O SR. PRESIDENTE - SIMÃO PEDRO - PT - Tem a palavra o Prof. Dr. Régis de Morais.

 

O SR. RÉGIS DE MORAIS - Homenageio a nobreza desta Casa na pessoa do Presidente desta Mesa, Deputado Simão Pedro, meus cumprimentos a todos os senhores presentes, e um cumprimento sabidamente fraterno ao grande homenageado desta noite, Prof. Manuel Sérgio.

Amigos, nós trazemos da infância alguns ensinamentos sãos que certamente nos norteiam a vida. Eu me lembro de, nos meus tempos de menino, ter ouvido de meus pais frases como: “Se há efeitos é porque há causas. Se há criaturas é porque há criador”. E o ensinamento de meus pais culminava com eles dizendo que o Criador ama com igual amor a todas as suas criaturas, das mais desorientadas até as mais bem conduzidas na vida. Este ensinamento é fundamental para a minha vida e acredito que para a maior parte dos senhores. Mas talvez um pouco pela fraqueza humana, e talvez pela esperteza humana, uma coisa e outra vai se dividindo ao experimentarmos a vida em sociedade.

Ao fazermos os nossos experimentos sociais, é praticamente inevitável imaginarmos, às vezes, que há um bocado de gente supérflua neste mundo. O pior é que, às vezes, pensamos isso em nós mesmos com relação a nossa superficialidade. Por que supérfluas? Por que criaturas que não criam - e além de não criar são difíceis - atrapalham, muitas vezes, o fluir bom das coisas? Eu digo essas palavras para que os amigos entendam. Na década de 80, a honra de conhecer o Prof. Manuel Sérgio Vieira e Cunha tornou-se uma das minhas grandes experiências de não-superfluidade. Um homem que nem sei se sabe que tem claro, para si, o quanto é essencial ao seu tempo, a muitas das suas pessoas com que se comunica, como amigo - e somos amigos - sempre reto, fiel e constante.

Como filósofo e epistemólogo, inovador, tem, à vista, tudo que foi exposto nesta tarde quanto à criação do paradigma da ciência da motricidade humana. Poeta de qualidade, de grande sensibilidade e qualidade que projeta o seu país, como estamos vendo internacionalmente. Portanto, a não-superfluidade em pessoa me foi dado conhecer na década de 80.

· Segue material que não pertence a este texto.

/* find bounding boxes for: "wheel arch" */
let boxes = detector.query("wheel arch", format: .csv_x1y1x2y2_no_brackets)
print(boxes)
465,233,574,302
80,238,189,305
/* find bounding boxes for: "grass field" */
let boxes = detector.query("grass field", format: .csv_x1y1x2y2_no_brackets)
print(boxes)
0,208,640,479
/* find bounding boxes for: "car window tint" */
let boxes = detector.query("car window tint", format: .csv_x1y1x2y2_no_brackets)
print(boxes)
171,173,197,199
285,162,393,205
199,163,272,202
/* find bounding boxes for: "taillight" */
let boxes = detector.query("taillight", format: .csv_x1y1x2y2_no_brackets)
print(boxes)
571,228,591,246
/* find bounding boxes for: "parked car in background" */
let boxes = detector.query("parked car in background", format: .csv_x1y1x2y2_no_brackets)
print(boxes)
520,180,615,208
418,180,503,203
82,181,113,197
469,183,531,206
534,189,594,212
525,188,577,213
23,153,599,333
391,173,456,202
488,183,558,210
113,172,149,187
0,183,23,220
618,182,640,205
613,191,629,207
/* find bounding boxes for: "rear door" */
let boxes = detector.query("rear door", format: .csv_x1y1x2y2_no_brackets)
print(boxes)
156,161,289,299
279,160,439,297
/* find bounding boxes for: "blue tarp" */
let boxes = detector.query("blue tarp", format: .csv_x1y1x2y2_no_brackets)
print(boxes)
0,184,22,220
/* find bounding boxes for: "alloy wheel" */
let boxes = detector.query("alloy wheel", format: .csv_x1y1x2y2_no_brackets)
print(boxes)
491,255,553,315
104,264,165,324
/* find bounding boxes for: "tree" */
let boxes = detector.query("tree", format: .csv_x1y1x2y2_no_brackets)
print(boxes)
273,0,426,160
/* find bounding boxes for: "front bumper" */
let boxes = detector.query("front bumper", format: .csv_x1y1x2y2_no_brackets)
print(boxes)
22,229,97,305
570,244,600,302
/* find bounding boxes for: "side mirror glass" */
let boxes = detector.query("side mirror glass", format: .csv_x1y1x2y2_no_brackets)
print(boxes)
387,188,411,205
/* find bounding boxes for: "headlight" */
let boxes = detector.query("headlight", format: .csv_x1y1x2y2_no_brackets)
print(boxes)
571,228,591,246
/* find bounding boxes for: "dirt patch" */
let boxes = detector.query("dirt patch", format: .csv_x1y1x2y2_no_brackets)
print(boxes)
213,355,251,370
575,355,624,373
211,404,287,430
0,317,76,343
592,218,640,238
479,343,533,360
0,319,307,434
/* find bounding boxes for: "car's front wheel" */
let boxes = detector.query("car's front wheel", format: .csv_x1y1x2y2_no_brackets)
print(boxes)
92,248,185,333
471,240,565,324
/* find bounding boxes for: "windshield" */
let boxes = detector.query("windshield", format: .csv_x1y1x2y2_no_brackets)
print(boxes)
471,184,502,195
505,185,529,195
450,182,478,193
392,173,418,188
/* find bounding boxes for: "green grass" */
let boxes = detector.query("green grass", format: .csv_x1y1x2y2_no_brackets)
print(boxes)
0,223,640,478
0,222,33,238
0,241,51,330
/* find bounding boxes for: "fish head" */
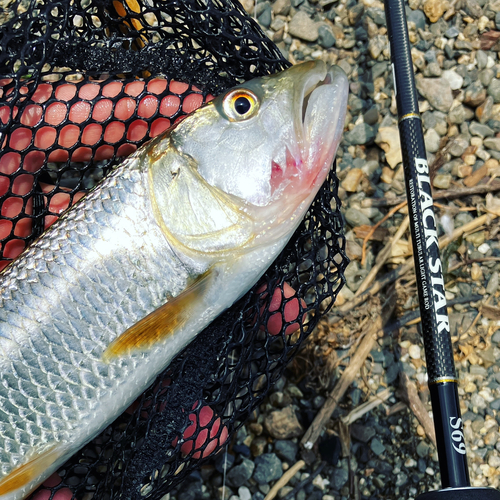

Tivemos reuniões agradabilíssimas, com música. Imaginem essa cena, o Prof. Manuel Sérgio tocando trombone sem trombone, andando pela minha sala, tocando trombone de vara, sem o instrumento. O Prof. Manuel Sérgio sempre me lembrou muito uma belíssima frase do filósofo chinês, e também político, Confúcio, que disse: “No dia em que tu nasceste, todos riam. Só tu choravas. Viva de tal maneira que, quando morreres todos chorem, só tu rias”.

Por maior que seja a admiração que tenho pelo homem público, Manuel Sérgio, falo à voz do amigo, honrado de sua amizade e por ter certeza de que esta amizade é perdurante.

Encerro essa breve comunicação com um soneto - já que o Prof. Manuel Sérgio gosta, como eu, de poesia - de um poeta brasileiro, Bastos Tigre. O poeta imagina um brinde a uma pessoa muito querida, e escreve:

“Se há nesta vida um Deus para os acasos,

que pela humanidade o bem reparte,

que te dê da fortuna a melhor parte.

Que venturas te dê sem lei nem prazo.

Eu, de alegria, tenho olhos rasos ao vir brindar-te, querido amigo, quando vejo que, até para saudar-te, as flores se debruçam pelos vasos.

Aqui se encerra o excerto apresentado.